Levantamento do HotéisRIO aponta ocupação média de 77,62% na primeira semana do festival e expectativa de crescimento das reservas até os shows.
REDAÇÃO DO DIÁRIO – com assessorias
A realização do Rock in Rio 2026 já movimenta a hotelaria carioca. Pesquisa divulgada nesta quarta-feira (2) pelo HotéisRIO mostra bons índices de reservas para as duas semanas de shows do festival, com algumas regiões da cidade registrando ocupação superior a 80%.

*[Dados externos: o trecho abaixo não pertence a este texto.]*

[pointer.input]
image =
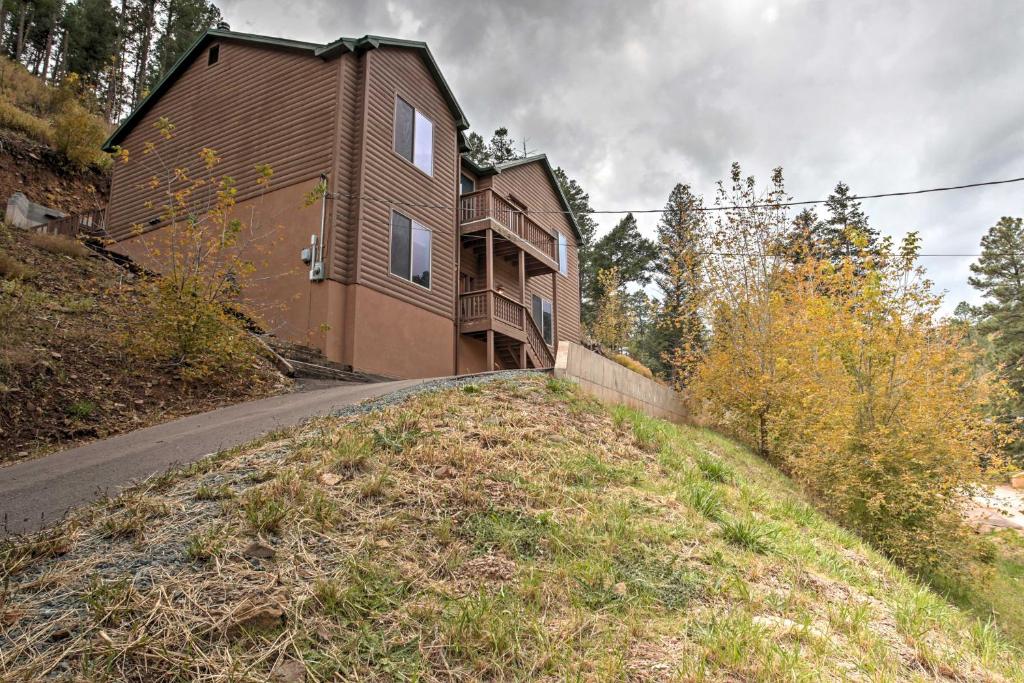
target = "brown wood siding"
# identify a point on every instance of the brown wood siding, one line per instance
(529, 183)
(347, 179)
(255, 105)
(391, 72)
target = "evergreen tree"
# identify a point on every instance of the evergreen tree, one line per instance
(184, 20)
(144, 25)
(998, 274)
(830, 238)
(679, 334)
(579, 202)
(478, 151)
(628, 252)
(502, 146)
(90, 35)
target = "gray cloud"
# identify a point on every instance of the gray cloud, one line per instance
(633, 97)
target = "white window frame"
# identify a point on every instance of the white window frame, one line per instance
(540, 323)
(417, 113)
(413, 225)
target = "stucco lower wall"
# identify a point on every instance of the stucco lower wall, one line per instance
(397, 339)
(614, 384)
(275, 228)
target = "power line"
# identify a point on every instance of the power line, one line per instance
(449, 207)
(715, 253)
(769, 205)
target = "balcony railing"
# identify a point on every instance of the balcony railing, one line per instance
(91, 223)
(486, 204)
(487, 305)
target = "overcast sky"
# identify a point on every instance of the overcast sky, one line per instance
(631, 97)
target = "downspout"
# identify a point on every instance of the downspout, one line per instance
(324, 177)
(316, 271)
(458, 257)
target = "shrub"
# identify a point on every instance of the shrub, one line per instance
(750, 534)
(79, 135)
(11, 268)
(23, 122)
(184, 331)
(56, 244)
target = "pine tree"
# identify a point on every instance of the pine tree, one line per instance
(679, 334)
(626, 250)
(477, 151)
(144, 26)
(833, 238)
(998, 274)
(90, 36)
(184, 22)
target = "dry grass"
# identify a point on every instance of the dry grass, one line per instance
(515, 530)
(11, 268)
(56, 244)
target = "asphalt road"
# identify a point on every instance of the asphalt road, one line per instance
(37, 493)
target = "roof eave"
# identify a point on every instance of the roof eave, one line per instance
(174, 72)
(372, 42)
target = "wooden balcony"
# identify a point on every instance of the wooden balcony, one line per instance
(483, 310)
(483, 209)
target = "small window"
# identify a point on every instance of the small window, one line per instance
(410, 250)
(414, 136)
(544, 318)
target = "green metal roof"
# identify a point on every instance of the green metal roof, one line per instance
(339, 46)
(493, 169)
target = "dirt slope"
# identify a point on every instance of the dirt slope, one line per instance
(65, 374)
(507, 530)
(47, 177)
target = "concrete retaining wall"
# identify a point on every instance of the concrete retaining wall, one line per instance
(614, 384)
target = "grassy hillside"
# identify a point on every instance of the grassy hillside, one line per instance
(66, 371)
(506, 530)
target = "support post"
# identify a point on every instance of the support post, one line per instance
(491, 350)
(489, 258)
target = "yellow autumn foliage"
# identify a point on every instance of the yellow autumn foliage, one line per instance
(845, 377)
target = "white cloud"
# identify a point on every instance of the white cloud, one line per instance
(633, 97)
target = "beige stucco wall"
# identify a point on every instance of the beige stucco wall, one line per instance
(614, 384)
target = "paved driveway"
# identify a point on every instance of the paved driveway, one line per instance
(40, 492)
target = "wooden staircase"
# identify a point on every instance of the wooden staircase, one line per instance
(311, 364)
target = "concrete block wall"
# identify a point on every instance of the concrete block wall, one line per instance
(613, 383)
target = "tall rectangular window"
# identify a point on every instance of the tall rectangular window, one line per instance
(544, 318)
(414, 136)
(410, 250)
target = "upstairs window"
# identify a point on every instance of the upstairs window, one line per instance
(410, 250)
(544, 318)
(414, 136)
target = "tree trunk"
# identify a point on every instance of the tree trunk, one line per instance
(47, 52)
(19, 41)
(144, 42)
(3, 20)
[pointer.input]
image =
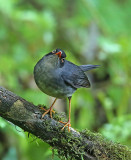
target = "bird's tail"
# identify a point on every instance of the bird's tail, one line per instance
(88, 67)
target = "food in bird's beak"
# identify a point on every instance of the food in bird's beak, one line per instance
(59, 54)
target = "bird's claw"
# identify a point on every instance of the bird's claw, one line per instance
(47, 111)
(66, 124)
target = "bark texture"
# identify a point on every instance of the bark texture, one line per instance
(74, 145)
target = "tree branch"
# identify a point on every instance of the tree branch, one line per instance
(76, 145)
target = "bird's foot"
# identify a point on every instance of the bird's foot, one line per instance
(47, 111)
(66, 124)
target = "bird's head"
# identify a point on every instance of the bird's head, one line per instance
(56, 55)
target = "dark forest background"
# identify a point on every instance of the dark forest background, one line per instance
(90, 32)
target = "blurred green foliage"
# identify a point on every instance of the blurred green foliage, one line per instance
(96, 32)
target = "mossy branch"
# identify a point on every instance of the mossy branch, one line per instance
(74, 145)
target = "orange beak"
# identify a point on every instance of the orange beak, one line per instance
(59, 54)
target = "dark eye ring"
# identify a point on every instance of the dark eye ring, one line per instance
(54, 51)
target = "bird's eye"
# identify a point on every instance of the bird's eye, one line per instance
(54, 51)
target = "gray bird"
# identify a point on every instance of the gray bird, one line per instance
(60, 78)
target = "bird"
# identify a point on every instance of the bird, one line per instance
(59, 78)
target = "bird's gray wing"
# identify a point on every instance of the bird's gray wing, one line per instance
(88, 67)
(74, 76)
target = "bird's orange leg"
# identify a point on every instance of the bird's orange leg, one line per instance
(69, 120)
(49, 110)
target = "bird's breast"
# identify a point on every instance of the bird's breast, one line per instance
(49, 80)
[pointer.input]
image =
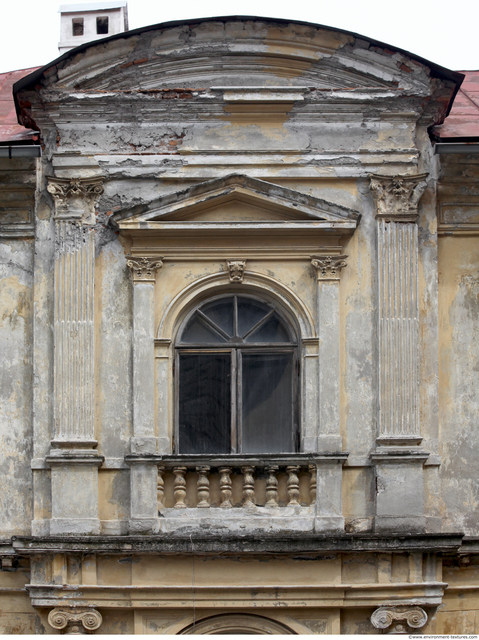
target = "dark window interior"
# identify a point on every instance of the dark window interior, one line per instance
(236, 379)
(77, 26)
(102, 25)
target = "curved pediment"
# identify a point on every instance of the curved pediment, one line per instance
(240, 201)
(235, 51)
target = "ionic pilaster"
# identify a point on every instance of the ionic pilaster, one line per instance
(398, 327)
(73, 460)
(75, 621)
(328, 272)
(74, 309)
(399, 620)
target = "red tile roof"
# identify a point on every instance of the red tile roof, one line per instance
(463, 119)
(10, 130)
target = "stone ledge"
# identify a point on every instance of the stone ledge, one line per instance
(247, 544)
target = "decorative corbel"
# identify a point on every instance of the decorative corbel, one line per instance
(397, 197)
(328, 267)
(405, 619)
(236, 269)
(75, 621)
(143, 269)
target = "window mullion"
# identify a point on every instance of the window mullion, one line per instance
(234, 401)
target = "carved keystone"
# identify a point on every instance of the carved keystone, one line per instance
(404, 619)
(143, 269)
(75, 621)
(328, 267)
(236, 269)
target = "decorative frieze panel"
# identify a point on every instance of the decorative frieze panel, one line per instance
(75, 621)
(399, 620)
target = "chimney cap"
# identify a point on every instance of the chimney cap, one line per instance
(92, 6)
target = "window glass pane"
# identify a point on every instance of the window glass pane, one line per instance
(267, 403)
(197, 332)
(205, 403)
(102, 25)
(249, 313)
(221, 312)
(272, 330)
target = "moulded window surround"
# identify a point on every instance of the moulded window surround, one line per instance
(236, 379)
(77, 26)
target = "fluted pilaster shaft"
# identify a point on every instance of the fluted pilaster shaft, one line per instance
(74, 308)
(398, 323)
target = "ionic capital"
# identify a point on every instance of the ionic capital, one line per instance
(328, 267)
(401, 619)
(236, 269)
(75, 198)
(74, 621)
(143, 269)
(397, 197)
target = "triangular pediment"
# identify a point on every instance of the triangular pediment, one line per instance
(236, 199)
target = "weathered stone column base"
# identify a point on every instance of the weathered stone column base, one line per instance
(74, 492)
(75, 526)
(400, 491)
(144, 503)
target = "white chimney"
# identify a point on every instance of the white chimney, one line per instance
(81, 23)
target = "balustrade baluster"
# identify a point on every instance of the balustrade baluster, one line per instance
(272, 487)
(226, 487)
(312, 483)
(179, 487)
(248, 486)
(293, 485)
(160, 487)
(203, 487)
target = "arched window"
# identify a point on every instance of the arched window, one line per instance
(236, 379)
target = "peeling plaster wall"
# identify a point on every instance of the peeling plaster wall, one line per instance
(16, 280)
(459, 381)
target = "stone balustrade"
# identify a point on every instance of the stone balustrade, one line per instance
(230, 482)
(236, 493)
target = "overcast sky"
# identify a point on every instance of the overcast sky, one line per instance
(443, 31)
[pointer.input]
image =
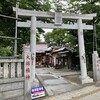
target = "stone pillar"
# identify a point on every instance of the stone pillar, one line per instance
(96, 66)
(33, 45)
(27, 71)
(34, 81)
(84, 77)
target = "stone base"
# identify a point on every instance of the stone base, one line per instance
(86, 80)
(35, 83)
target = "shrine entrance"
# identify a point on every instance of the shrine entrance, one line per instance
(58, 23)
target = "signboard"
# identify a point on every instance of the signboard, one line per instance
(37, 92)
(98, 64)
(27, 64)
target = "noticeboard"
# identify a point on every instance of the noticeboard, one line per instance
(37, 92)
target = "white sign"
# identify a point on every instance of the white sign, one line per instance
(37, 92)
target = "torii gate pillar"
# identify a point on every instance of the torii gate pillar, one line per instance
(84, 77)
(33, 46)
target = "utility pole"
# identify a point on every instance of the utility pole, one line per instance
(15, 45)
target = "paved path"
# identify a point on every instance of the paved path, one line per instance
(86, 93)
(54, 84)
(60, 88)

Na primeira semana do evento, entre os dias 4 e 7 de setembro, a ocupação hoteleira média no Rio de Janeiro chega a 77,62%. Ipanema e Leblon aparecem na liderança do levantamento, com 85,26% dos quartos reservados.
Zona Sul concentra maiores índices
Além de Ipanema e Leblon, outras áreas turísticas da cidade apresentam desempenho expressivo durante os primeiros dias do Rock in Rio. Leme e Copacabana registram ocupação de 82,45%, enquanto os hotéis localizados entre Glória e Botafogo chegam a 79,96%.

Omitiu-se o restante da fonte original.